After finding the best set of parameters, we then train the model on *all* the training data and do our final evaluation:

---

##### **Q6: What set of parameters had the best CV accuracy? Train a model using these parameters using the entire training set. Report the training and testing accuracy.**

*Your Answer Here*

In [None]:
## Your Code Here

---



## Graded Questions


---

##### **GQ1: Read in the heart failures dataset (`hf_data_tut.csv`) (1pt). Split the predictor variables (features) from the labels (response variable) (1pt), and create a training and testing set (1pt). **

> HINT: Look at your work from Week 3 and 5.



In [None]:
## Your Code Here

import pandas as pd
#import the data set

#assign a portion of the data to the response variable
y = ...

#assign a portion of the data as predictor variables
X = ...

#create traning and testing data subsets



---
##### **GQ2: Train a decision tree of Depth 2 and visualize the tree (1pt).

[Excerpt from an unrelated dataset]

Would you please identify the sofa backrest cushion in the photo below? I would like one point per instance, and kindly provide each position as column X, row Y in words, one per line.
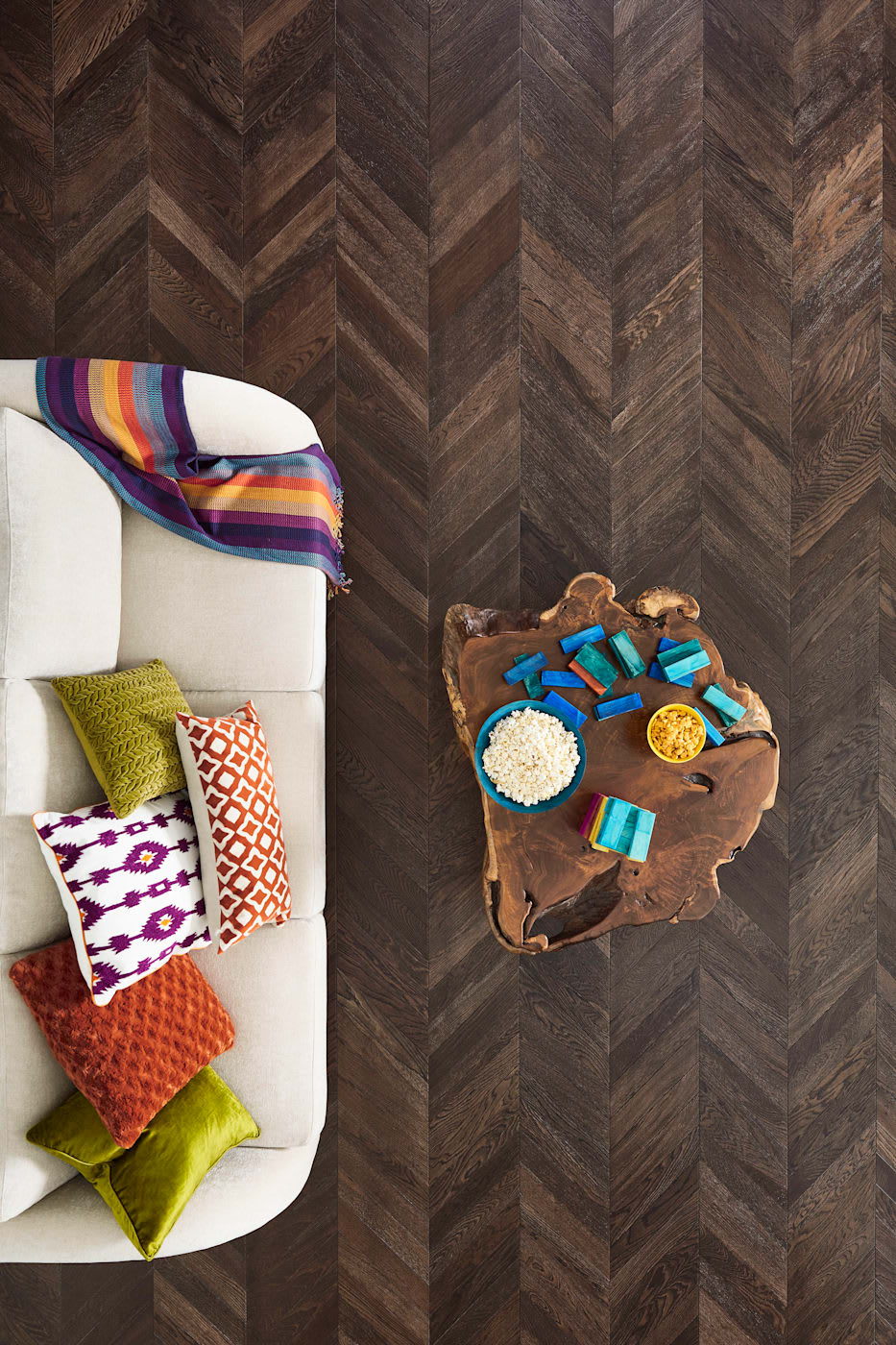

What feature is used in the root node (1pt)? How many leaves does the tree have (1pt)?**

In [None]:
## Your Code Here
import matplotlib.pyplot as plt
from sklearn.tree import plot_tree

# Setup decision tree, specify the depth
dt = ...

# fit your data to the decison tree

# plot your decision tree

# increase figure size

# run the plot_tree command


*Your Answer Here*

---
##### **GQ3: Print the testing and training accuracy of the model above (1pt). Do you think the model is under or overfitting (or neither) and why (2pt)?**

In [None]:
## Your Code Here

train_pred = ...
test_pred = ...
train_accuracy = ...
test_accuracy = ...
print(f"Train Accuracy: {train_accuracy:.3f}")
print(f"Test Accuracy: {test_accuracy:.3f}")

Train Acc is significantly higher than test accuracy, therefore the model is probably overfitting.

---


## Conclusion


In conclusion, decision trees are powerful and intuitive tools in machine learning, offering both flexibility and interpretability. By iteratively splitting data based on feature values, decision trees can model complex relationships and make predictions for both classification and regression tasks. Additionally, their ability to be visualized and easily interpreted makes them a valuable analytical tool.

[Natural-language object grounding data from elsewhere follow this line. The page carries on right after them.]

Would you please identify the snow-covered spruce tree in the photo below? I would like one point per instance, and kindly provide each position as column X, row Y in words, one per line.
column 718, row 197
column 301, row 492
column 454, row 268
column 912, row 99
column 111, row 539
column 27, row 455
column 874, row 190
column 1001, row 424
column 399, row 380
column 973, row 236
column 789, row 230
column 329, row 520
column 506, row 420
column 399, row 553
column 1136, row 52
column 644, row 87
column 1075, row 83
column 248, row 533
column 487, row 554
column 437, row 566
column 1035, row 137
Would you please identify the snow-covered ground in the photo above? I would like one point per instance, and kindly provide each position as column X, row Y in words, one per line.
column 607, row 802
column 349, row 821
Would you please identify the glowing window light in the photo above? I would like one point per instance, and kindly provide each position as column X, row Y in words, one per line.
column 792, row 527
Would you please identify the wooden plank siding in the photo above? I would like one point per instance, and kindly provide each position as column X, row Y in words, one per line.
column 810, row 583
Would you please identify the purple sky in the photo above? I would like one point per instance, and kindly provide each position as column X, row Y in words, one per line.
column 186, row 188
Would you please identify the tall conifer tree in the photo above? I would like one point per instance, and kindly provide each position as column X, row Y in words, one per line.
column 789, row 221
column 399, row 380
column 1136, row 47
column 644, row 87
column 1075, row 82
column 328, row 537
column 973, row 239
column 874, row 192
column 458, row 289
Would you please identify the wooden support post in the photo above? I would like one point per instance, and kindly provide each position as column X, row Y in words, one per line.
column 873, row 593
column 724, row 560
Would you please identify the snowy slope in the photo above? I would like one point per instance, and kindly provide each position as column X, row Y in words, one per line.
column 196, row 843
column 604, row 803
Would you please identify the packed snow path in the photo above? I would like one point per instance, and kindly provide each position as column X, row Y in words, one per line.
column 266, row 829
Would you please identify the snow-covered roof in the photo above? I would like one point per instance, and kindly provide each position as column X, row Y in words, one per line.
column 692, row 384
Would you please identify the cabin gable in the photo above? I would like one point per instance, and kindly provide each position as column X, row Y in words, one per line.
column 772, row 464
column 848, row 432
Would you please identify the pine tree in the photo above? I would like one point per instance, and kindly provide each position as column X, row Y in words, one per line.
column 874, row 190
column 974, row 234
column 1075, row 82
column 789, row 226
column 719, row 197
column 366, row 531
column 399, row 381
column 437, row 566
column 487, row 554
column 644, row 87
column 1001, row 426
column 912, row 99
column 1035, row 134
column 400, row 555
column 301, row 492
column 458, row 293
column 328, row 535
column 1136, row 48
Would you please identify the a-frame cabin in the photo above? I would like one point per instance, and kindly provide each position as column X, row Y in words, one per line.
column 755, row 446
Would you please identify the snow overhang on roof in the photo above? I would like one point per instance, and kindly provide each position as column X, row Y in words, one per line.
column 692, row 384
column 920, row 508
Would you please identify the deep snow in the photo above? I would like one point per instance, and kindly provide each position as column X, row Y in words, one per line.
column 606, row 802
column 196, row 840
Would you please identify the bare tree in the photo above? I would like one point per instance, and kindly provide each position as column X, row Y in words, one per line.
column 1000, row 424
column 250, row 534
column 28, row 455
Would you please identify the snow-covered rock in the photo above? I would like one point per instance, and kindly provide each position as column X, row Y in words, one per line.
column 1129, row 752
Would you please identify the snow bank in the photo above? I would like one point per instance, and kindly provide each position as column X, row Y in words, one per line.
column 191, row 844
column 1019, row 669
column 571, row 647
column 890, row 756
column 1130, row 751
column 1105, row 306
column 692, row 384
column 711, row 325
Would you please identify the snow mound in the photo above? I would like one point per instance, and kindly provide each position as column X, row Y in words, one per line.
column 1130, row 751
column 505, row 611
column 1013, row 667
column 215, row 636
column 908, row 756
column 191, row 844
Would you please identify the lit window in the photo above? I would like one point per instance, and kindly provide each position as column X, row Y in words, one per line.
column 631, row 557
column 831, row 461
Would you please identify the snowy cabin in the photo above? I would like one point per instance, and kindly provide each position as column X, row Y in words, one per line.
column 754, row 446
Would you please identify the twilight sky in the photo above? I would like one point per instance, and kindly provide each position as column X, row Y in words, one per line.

However, with this flexibility comes the risk of overfitting, where the model becomes too tailored to the training data and loses its ability to generalize to new data. To prevent this, various parameters can be tested using K-Fold Cross Validation to find the best configuration. With this knowledge, you can confidently apply ML to a wide range of problems, making them a valuable tool in your machine learning toolkit.